But before I present the pattern, some discussion. The main strip in this broadside mini-collection started out as a special request for a Danse Macabre design. I did it up, with some personally significant secondary motifs also requested, and delighted the recipient. But I wanted to play with it a bit more. I’ve changed it up somewhat, removed or changed the personal bits, and added a corner and secondary framing strips. And then having a partially empty page and an abhorrence of wasted space I just kept going, adding an unrelated border pair featuring swords and dart-like shapes, and as a lagniappe, a lemon meander. All are of my own design. The inspiration for the main strip will be evident in a moment.
Back to the Danse Macabre – that’s an allegory image from the 1400s and early 1500s. It’s something that appears in both religious and secular works, and is usually interpreted as a strong caution that no matter one’s station in life, wealth, or age – life is fragile, and all should be mindful of both mortality and the transitory nature of human vanity and pleasures.

But I have to say that I reject that morbid and moribund classical framing.
Instead, and in the current context, I look around.
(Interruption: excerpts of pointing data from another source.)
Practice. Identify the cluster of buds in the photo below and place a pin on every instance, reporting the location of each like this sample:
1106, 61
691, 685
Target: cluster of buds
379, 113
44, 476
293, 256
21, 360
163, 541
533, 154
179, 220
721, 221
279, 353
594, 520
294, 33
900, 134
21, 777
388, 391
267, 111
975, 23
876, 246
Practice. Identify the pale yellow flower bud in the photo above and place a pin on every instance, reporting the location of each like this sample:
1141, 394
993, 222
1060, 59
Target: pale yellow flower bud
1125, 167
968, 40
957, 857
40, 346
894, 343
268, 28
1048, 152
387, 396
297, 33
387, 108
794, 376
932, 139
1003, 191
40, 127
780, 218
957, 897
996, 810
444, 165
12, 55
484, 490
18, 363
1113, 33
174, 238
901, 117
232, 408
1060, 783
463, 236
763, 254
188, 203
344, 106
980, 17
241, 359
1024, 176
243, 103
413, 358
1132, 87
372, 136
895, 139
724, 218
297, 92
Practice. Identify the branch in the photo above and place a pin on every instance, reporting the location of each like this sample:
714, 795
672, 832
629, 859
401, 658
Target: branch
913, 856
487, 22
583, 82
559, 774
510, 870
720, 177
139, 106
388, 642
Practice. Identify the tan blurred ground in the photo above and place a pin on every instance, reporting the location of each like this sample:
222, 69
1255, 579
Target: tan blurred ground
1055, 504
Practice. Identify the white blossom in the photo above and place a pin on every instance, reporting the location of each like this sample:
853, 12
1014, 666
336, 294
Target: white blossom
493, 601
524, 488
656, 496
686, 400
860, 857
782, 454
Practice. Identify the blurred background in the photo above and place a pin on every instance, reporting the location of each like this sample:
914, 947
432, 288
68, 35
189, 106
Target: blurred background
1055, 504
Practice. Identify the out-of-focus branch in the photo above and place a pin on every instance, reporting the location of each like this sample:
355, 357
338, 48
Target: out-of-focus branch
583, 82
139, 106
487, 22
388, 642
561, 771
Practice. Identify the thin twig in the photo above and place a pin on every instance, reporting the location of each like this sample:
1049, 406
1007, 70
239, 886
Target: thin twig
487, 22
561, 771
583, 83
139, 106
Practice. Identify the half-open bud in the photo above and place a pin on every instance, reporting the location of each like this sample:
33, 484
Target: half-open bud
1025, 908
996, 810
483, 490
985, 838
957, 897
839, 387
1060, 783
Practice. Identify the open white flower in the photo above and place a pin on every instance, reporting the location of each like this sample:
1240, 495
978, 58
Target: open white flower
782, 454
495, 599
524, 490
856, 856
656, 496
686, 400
I hear about neighbors doing what they can to help each other. I read about people with talents – musicians, actors, artists of all levels of fame and proficiency – sharing what they can of themselves to enhearten, inspire, and entertain a frightened world. I witness the bravery of front line first responders and medical personnel, and the selflessness of many people in vital industries. I see many more small acts of kindness than I do malevolent and spiteful actions (although those latter ones do affect far more people proportionally per incident).
Now I see those dancing skeletons differently. They dance in defiance of mortality. They celebrate life in the face of danger and death. Living for others, to protect the lives of others, is the ultimate act of rebellion against an implacable enemy.
So, for all reading this, don’t break discipline. Keep away from others as much as possible. Heed the calls to do your part for community health. And if you are so inclined, feel free to stitch my Dance, with the joy with which I present it.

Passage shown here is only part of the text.